What if she could not find the right ledger? What if there was no more money in the chest? How was she to obtain more? Oh, she did not want to deal with this!
If only, after her marriage to Everitt, she had insisted upon taking over some of the housekeeping duties Miss Lowery performed so well, she wouldn’t be this lost and unprepared.
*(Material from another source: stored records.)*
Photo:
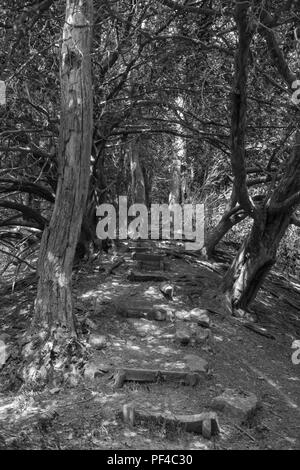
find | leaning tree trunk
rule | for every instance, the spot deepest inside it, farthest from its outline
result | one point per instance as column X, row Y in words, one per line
column 258, row 253
column 53, row 305
column 137, row 175
column 254, row 260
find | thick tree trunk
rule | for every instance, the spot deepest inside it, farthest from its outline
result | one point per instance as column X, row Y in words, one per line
column 137, row 175
column 53, row 304
column 179, row 154
column 255, row 259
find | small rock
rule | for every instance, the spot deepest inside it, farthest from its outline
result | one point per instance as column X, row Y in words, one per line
column 206, row 428
column 183, row 336
column 236, row 404
column 202, row 335
column 200, row 316
column 167, row 289
column 94, row 370
column 97, row 341
column 196, row 363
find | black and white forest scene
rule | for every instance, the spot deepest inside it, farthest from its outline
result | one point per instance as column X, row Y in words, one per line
column 149, row 227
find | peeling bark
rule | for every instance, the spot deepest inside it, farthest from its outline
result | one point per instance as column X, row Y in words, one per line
column 53, row 305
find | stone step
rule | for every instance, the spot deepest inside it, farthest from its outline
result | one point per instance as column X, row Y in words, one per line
column 154, row 375
column 155, row 276
column 205, row 423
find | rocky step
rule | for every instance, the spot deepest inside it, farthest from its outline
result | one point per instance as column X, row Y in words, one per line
column 205, row 423
column 147, row 313
column 154, row 375
column 156, row 276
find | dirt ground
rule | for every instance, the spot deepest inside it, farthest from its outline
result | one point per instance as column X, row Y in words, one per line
column 87, row 416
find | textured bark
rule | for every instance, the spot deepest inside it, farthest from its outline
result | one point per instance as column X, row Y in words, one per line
column 258, row 253
column 137, row 175
column 179, row 152
column 53, row 304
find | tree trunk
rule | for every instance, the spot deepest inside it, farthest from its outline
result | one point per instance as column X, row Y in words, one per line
column 255, row 259
column 137, row 175
column 53, row 305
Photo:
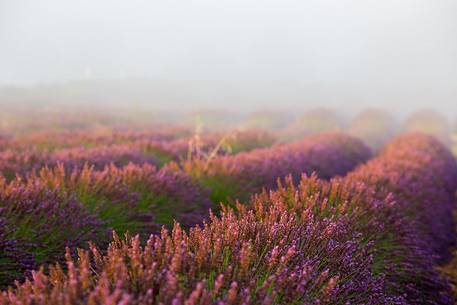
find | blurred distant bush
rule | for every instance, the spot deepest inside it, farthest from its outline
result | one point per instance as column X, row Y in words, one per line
column 314, row 121
column 267, row 120
column 429, row 122
column 374, row 126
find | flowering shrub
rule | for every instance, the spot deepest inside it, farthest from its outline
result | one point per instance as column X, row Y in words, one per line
column 135, row 197
column 422, row 175
column 296, row 251
column 243, row 174
column 36, row 224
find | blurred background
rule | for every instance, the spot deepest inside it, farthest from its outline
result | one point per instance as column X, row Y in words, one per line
column 292, row 68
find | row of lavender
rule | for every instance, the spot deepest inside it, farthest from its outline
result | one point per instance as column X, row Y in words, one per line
column 22, row 155
column 367, row 238
column 54, row 207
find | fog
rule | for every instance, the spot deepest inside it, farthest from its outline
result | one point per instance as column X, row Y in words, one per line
column 237, row 54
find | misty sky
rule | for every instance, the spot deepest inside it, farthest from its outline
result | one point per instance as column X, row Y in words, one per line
column 359, row 43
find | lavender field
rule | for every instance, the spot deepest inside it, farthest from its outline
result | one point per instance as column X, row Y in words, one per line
column 228, row 152
column 166, row 214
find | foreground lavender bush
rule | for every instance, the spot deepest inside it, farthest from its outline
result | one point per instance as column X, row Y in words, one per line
column 15, row 260
column 244, row 174
column 135, row 198
column 295, row 246
column 422, row 175
column 36, row 224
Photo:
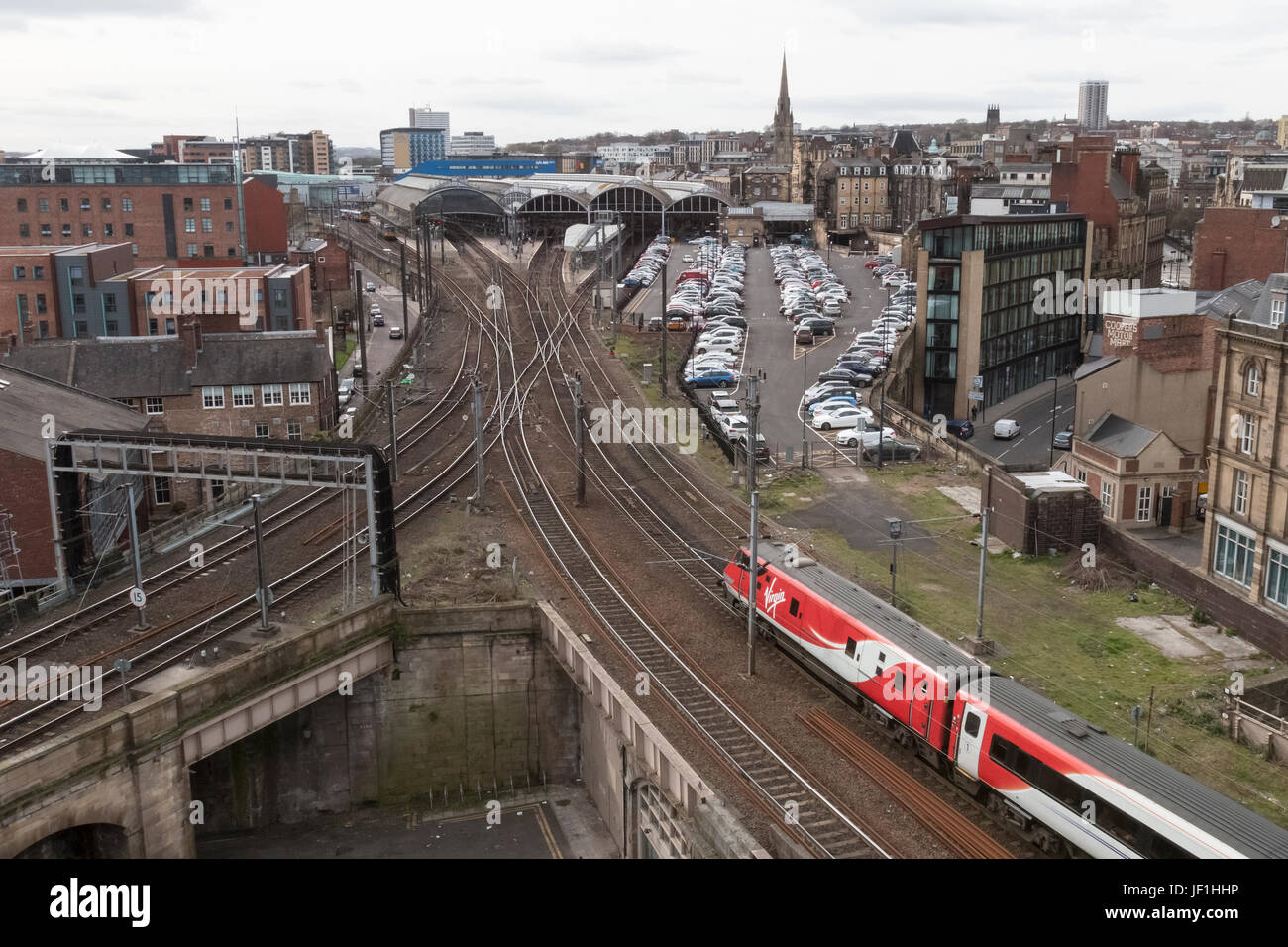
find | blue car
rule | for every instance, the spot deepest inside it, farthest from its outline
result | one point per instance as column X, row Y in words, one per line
column 709, row 379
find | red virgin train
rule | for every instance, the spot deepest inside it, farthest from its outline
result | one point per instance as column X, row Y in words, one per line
column 1064, row 783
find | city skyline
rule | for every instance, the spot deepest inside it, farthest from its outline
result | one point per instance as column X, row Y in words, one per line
column 545, row 80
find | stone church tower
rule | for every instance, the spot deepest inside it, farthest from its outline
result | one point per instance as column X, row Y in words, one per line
column 782, row 154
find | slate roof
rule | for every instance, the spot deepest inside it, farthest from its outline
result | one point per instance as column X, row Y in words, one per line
column 26, row 397
column 1120, row 437
column 154, row 365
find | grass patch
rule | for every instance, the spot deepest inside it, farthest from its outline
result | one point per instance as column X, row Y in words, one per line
column 1063, row 642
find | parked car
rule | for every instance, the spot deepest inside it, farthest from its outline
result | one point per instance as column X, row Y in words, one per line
column 1005, row 429
column 893, row 450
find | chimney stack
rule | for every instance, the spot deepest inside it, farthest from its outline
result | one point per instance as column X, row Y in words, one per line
column 191, row 333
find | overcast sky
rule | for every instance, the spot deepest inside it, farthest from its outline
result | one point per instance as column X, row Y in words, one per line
column 124, row 72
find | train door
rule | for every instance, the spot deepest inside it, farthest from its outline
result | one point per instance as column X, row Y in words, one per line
column 970, row 740
column 922, row 707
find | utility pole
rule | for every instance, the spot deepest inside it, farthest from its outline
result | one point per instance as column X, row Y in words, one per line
column 362, row 330
column 393, row 432
column 665, row 330
column 402, row 263
column 134, row 549
column 983, row 560
column 478, row 445
column 581, row 442
column 752, row 583
column 261, row 570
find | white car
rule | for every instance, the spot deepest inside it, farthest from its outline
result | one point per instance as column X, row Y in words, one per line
column 845, row 416
column 868, row 438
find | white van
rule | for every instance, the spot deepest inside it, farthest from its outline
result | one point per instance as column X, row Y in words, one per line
column 1005, row 429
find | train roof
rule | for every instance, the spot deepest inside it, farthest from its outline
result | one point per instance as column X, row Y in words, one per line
column 862, row 604
column 1220, row 815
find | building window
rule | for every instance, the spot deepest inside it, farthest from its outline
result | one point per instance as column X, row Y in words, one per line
column 1235, row 552
column 1276, row 578
column 1145, row 505
column 1241, row 491
column 1247, row 434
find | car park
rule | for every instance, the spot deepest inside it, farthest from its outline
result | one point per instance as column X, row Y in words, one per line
column 1005, row 429
column 841, row 416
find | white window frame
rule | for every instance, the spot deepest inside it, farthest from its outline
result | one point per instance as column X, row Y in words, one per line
column 1276, row 569
column 1241, row 492
column 1144, row 504
column 1231, row 534
column 1247, row 434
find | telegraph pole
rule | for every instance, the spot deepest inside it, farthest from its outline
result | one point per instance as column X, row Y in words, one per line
column 262, row 569
column 134, row 549
column 478, row 445
column 752, row 583
column 752, row 411
column 393, row 432
column 362, row 331
column 581, row 442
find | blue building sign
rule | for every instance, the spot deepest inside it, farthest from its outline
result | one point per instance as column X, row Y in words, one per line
column 471, row 167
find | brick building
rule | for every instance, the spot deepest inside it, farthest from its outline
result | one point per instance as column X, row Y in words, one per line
column 25, row 401
column 1236, row 244
column 1245, row 536
column 1033, row 513
column 165, row 211
column 236, row 384
column 1126, row 205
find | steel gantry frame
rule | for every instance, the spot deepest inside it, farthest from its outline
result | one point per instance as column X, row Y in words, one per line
column 360, row 468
But one look at Amelia’s anxious face as she curtsied to Elizabeth when the newly-wedded couple arrived in London, the elderly spinster’s fingers twisting nervously in the fabric of her gown as she assured Elizabeth she quite understood the new bride would want to assume the management of her own household, and Elizabeth knew she could never wrest away from her husband’s poor relation the task that gave her such satisfaction. Especially not after Everitt confided to her that, the Lowery family possessing few close kinsmen, Amelia Lowery really had nowhere else to go.
Which brought her back to her present problem. She drew a shuddering breath.
It was only a list of employees. It was only a supply of coin. She could manage this. She could.